From: Sage Weil <sage.weil@dreamhost.com>
Date: Thu, 27 Jan 2011 16:47:48 +0000 (-0800)
Subject: mds: cluster_fail instead of reset_cluster
X-Git-Tag: v0.25~231^2~43^2~5
X-Git-Url: http://git-server-git.apps.pok.os.sepia.ceph.com/?a=commitdiff_plain;h=bb72d95dc0905a8bb445cb1bdad53101d88e480e;p=ceph.git

mds: cluster_fail instead of reset_cluster

Mark all cluster members as failed, and blacklist.  Do not force up/failed
ranks to stopped, as that requires the admin to do other trickery.  This
keeps the cluster fail orthogonal to any journal discard/reset.

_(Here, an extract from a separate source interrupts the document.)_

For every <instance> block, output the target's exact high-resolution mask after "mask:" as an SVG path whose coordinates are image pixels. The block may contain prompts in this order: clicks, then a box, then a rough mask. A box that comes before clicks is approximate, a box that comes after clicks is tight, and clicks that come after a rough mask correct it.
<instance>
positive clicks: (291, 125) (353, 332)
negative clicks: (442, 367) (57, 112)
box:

Signed-off-by: Sage Weil <sage@newdream.net>
---

diff --git a/src/mon/MDSMonitor.cc b/src/mon/MDSMonitor.cc
index cf2f958f2685..63305d55392f 100644
--- a/src/mon/MDSMonitor.cc
+++ b/src/mon/MDSMonitor.cc
@@ -630,9 +630,9 @@ int MDSMonitor::fail_mds(std::ostream &ss, const std::string &arg)
   return 0;
 }
 
-int MDSMonitor::reset_cluster(std::ostream &ss)
+int MDSMonitor::cluster_fail(std::ostream &ss)
 {
-  dout(10) << "reset_cluster" << dendl;
+  dout(10) << "cluster_fail" << dendl;
 
   if (!pending_mdsmap.test_flag(CEPH_MDSMAP_DOWN)) {
     ss << "mdsmap must be marked DOWN first ('mds cluster_down')";
@@ -644,17 +644,6 @@ int MDSMonitor::reset_cluster(std::ostream &ss)
   }
 
   // --- reset the cluster map ---
-  pending_mdsmap.stopped.insert(pending_mdsmap.in.begin(),
-				pending_mdsmap.in.end());
-  pending_mdsmap.in.clear();
-  pending_mdsmap.stopped.insert(pending_mdsmap.failed.begin(),
-				pending_mdsmap.failed.end());
-  pending_mdsmap.failed.clear();
-  
-  pending_mdsmap.stopped.erase(0);
-  pending_mdsmap.failed.insert(0);
-  pending_mdsmap.in.insert(0);
-
   if (pending_mdsmap.mds_info.size()) {
     // blacklist all old mds's
     utime_t until = g_clock.now();
@@ -669,9 +658,12 @@ int MDSMonitor::reset_cluster(std::ostream &ss)
     mon->osdmon()->propose_pending();
   }
   pending_mdsmap.up.clear();
+  pending_mdsmap.failed.insert(pending_mdsmap.in.begin(),
+			       pending_mdsmap.in.end());
+  pending_mdsmap.in.clear();
   pending_mdsmap.mds_info.clear();
 
-  ss << "reset mds cluster to single mds";
+  ss << "failed all mds cluster members";
   return 0;
 }
 
@@ -753,8 +745,8 @@ bool MDSMonitor::prepare_command(MMonCommand *m)
       paxos->wait_for_commit(new Monitor::C_Command(mon, m, 0, rs, paxos->get_version()));
       return true;
     }
-    else if (m->cmd[1] == "cluster_reset") {
-      r = reset_cluster(ss);
+    else if (m->cmd[1] == "cluster_fail") {
+      r = cluster_fail(ss);
     }
     else if (m->cmd[1] == "cluster_down") {
       if (pending_mdsmap.test_flag(CEPH_MDSMAP_DOWN)) {
diff --git a/src/mon/MDSMonitor.h b/src/mon/MDSMonitor.h
index 372804b419ee..0f0b2e88581e 100644
--- a/src/mon/MDSMonitor.h
+++ b/src/mon/MDSMonitor.h
@@ -88,7 +88,7 @@ class MDSMonitor : public PaxosService {
 
   enum health_status_t get_health(std::ostream &ss) const;
   int fail_mds(std::ostream &ss, const std::string &arg);
-  int reset_cluster(std::ostream &ss);
+  int cluster_fail(std::ostream &ss);
 
   bool preprocess_command(MMonCommand *m);
   bool prepare_command(MMonCommand *m);